Policymakers responsible for the U.S. assistance effort in Mexico seem to be applying some lessons learned during America's decade of war. The intelligence analysis centers the U.S. contractors are now setting up in Mexico are innovations developed by U.S. forces in Iraq, Afghanistan, Colombia, and elsewhere. As described by General Stanley McChrystal in an essay he wrote for Foreign Policy, the centers are deliberately located down at the tactical level and gather collectors and analysts across intelligence agencies together in one room. The goal is to improve collaboration and more rapidly respond to incoming information and adversary activity. A decade of practical experience across the globe has refined this concept, which the United States is now exporting to Mexico.
The use of unobtrusive civilian contractors is another consequence from the last decade of experience with irregular conflict. I have recently discussed the increasing "civilianization" of warfare. Irregular adversaries have long taken on civilian guise in order to avoid the superior firepower usually wielded by nation-states. U.S. policymakers today find it politically untenable to use conventional military force, especially ground forces, against irregular adversaries. Increasingly more convenient are civilian substitutes such as CIA paramilitaries, contractors, and hired proxies. Mexico has long had severe cultural and legal prohibitions on a foreign military presence, especially from the United States. This will increasingly be the rule elsewhere in the world. But as we can see in Mexico and elsewhere, the U.S. government now has a well-established workaround.
U.S. assistance to Mexico may improve the tactical skills of elite Mexican security forces and a sophisticated intelligence operation may find targets for these shooters. But are Mexican policymakers directing their troops against the right targets? The rate of violence is as high as ever and there is no obvious decline in the flow of drugs into the United States. What is Mexico's counter-cartel campaign achieving?
At this relatively early stage in the conflict, the Mexican government's first goal is to prevent the creation of an alternative criminal center of power that could threaten the authority of the state. In the early 1990s, Pablo Escobar, the leader of the Medellin cartel, arguably became such a threat to the Colombian government, forcing it to resort to extrajudicial means to kill him and destroy his organization. Escobar used his drug income to become one of the wealthiest men in the world and used his money and private army to suborn large portions of Colombia's government, its parliament, its judicial system, and its security forces. According to Killing Pablo, Mark Bowden's account of Escobar's demise, Escobar's remaining opponents inside the government had to form a deal with right-wing paramilitaries to crush Escobar. Mexico's policymakers don't want a replay of that episode.
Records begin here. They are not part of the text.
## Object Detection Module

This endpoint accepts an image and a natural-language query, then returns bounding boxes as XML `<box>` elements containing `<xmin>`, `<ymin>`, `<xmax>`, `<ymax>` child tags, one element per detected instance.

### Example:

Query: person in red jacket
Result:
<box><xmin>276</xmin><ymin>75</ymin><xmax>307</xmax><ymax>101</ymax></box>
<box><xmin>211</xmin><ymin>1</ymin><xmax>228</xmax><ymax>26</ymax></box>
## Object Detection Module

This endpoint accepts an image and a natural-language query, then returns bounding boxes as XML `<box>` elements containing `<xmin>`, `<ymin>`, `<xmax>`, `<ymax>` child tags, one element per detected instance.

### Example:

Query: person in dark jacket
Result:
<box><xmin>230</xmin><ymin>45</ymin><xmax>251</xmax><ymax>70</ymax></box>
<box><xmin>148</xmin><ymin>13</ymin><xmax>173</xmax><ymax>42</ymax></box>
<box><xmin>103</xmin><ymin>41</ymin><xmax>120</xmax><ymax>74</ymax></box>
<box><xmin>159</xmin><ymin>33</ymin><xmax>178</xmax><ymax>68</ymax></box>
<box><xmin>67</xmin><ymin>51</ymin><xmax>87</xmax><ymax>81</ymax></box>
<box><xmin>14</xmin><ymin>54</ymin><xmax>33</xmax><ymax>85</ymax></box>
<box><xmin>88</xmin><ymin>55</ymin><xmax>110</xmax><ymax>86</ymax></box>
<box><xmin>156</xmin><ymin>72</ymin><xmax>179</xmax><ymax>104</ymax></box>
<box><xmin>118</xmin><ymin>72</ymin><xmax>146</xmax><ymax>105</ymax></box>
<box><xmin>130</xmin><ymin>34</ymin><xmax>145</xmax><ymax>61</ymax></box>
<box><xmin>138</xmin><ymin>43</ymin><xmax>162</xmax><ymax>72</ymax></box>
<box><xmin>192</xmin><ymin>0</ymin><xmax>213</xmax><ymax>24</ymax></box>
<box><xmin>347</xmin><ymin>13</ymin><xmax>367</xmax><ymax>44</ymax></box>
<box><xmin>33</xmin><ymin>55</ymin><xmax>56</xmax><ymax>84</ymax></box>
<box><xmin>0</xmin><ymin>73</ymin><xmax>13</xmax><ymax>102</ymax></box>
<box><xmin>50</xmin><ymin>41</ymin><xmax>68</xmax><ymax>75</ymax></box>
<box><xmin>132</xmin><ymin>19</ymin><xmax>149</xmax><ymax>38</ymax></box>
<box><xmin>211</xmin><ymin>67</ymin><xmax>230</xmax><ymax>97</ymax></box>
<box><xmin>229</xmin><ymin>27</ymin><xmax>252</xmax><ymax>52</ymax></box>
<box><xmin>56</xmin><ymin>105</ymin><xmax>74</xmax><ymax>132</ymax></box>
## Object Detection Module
The Mexican government cannot stop the drug trade or its associated violence. But it can focus its police and military efforts against the top leadership of the largest cartels, a strategy it now seems to be executing. The goal is to prevent the "Escobar Scenario" from occurring in Mexico. Deliberately fragmenting cartels as they become menacingly large will invariably lead to more violence as surviving subordinate gang members fight over new feudal boundaries. This ugly process may now be occurring in Acapulco after the recent arrest of Moisés Montero Alvarez, the leader of Acapulco's Independent Cartel.
Acceptance of more violence and drug traffic may seem little different than surrendering to the problem. But at this point, simply preventing a rival to state authority should be counted as success enough. The U.S. government's intelligence contractors in Mexico will very likely make a critical contribution to that goal.